Abstract

Introduction: The risk of intracranial hemorrhage (ICH) following IV-rtPA is 20%, and symptomatic ICH is 6%. Due to this concern, many practitioners obtain a 24-hour safety image after administration of t-PA for acute ischemic stroke (AIS). We sought to determine whether 24-hour safety imaging influenced clinical management or outcomes Methods: We conducted a retrospective analysis of suspected AIS patients treated with IV t-PA at our medical center between January 2012 and February 2014. Medical records were reviewed for clinical decision-making, neurologic deterioration, and ICH. All patients were examined on admission by NIHSS-certified neurologists. Baseline characteristics were captured from a department database. A stepwise linear regression was used to identify variables predicting change in management and discharge modified Rankin scores (mRS). Results: Our study included 172 patients who received IV t-PA. After exclusion for endovascular treatment, clinical research trials that required follow-up imaging, and missing demographics, 116 patients were included in the final analysis. Neurologic deterioration was seen in 20 (17.2%) patients, intracranial hemorrhage was seen in 19 (16.3%) patients, and clinical management changed in 11 (9.4%) patients. Clinical deterioration was the only variable that predicted a change in management (logistic regression p<0.05).

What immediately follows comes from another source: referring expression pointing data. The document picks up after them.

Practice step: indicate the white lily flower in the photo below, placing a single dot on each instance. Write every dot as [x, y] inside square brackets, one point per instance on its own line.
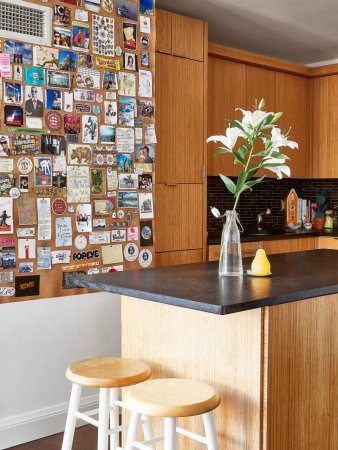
[230, 138]
[279, 140]
[253, 119]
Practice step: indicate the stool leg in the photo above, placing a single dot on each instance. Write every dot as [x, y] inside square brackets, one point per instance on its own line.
[102, 439]
[134, 422]
[170, 437]
[147, 429]
[114, 418]
[71, 419]
[210, 431]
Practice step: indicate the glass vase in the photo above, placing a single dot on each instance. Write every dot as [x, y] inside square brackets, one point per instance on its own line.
[230, 260]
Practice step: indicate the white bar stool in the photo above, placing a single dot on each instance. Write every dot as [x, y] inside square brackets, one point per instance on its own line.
[172, 398]
[109, 375]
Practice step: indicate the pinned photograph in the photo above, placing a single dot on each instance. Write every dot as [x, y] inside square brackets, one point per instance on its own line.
[126, 9]
[67, 60]
[107, 134]
[53, 99]
[80, 36]
[6, 215]
[124, 163]
[58, 79]
[61, 37]
[103, 35]
[17, 73]
[53, 145]
[128, 181]
[146, 206]
[45, 57]
[72, 123]
[42, 171]
[147, 7]
[127, 200]
[130, 61]
[144, 153]
[13, 116]
[109, 81]
[20, 53]
[98, 181]
[126, 112]
[110, 112]
[85, 61]
[4, 145]
[145, 59]
[89, 129]
[127, 84]
[82, 95]
[129, 35]
[61, 15]
[34, 101]
[12, 92]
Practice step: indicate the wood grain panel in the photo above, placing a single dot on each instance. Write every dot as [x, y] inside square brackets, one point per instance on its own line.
[302, 375]
[179, 217]
[163, 31]
[234, 54]
[223, 351]
[293, 99]
[226, 92]
[324, 127]
[187, 37]
[179, 257]
[180, 126]
[289, 245]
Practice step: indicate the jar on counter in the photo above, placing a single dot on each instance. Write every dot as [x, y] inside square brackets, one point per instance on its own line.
[328, 219]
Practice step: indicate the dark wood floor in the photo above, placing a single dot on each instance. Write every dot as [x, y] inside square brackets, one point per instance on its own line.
[85, 439]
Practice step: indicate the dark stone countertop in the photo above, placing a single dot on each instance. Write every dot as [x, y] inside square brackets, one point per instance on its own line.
[295, 276]
[214, 238]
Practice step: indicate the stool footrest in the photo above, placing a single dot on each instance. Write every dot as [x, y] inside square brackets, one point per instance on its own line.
[191, 435]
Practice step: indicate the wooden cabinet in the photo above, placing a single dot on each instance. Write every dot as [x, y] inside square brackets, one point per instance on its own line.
[271, 247]
[324, 127]
[180, 35]
[293, 98]
[179, 212]
[179, 120]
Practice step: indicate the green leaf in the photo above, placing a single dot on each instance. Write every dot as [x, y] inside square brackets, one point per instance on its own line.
[261, 103]
[228, 183]
[240, 182]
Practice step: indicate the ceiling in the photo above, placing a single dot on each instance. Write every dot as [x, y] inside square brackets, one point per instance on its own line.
[302, 31]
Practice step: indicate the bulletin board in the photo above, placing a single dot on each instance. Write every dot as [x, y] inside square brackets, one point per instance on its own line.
[77, 148]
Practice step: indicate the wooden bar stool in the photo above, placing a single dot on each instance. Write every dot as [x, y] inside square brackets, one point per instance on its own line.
[109, 375]
[172, 398]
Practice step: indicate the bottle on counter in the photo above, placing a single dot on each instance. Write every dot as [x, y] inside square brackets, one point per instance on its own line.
[328, 219]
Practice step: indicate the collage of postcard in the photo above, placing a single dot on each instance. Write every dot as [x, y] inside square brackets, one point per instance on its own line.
[78, 146]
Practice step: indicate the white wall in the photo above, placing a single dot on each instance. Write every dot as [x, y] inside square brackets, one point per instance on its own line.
[38, 340]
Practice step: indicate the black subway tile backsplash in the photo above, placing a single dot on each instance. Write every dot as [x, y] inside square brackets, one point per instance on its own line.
[265, 195]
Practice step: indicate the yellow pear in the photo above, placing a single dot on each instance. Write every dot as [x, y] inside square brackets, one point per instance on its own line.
[260, 265]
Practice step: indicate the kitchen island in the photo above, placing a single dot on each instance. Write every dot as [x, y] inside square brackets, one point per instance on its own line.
[268, 345]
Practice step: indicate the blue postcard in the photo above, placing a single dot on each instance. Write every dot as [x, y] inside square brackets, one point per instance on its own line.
[35, 76]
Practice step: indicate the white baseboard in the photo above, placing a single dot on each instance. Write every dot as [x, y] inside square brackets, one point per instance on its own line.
[40, 423]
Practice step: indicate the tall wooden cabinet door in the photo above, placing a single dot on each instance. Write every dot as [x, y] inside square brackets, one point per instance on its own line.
[163, 31]
[260, 83]
[179, 119]
[187, 37]
[226, 92]
[293, 99]
[324, 127]
[179, 211]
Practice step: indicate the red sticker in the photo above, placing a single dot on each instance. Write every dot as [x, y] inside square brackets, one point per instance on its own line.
[59, 206]
[53, 120]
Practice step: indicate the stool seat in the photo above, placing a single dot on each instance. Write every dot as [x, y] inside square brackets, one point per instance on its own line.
[108, 372]
[172, 397]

After adjusting for deterioration, neither 24-hour imaging nor presence of ICH predicted a change in management. Using a linear regression model, baseline NIHSS and clinical deterioration predicted mRS at discharge, whereas 24-hour imaging and change in clinical management did not (r 2 =0.43, p<0.001). Conclusion: Our data suggests frequent examination for neurologic deterioration is superior to 24-hour imaging in guiding clinical decision making. These findings should be investigated prospectively.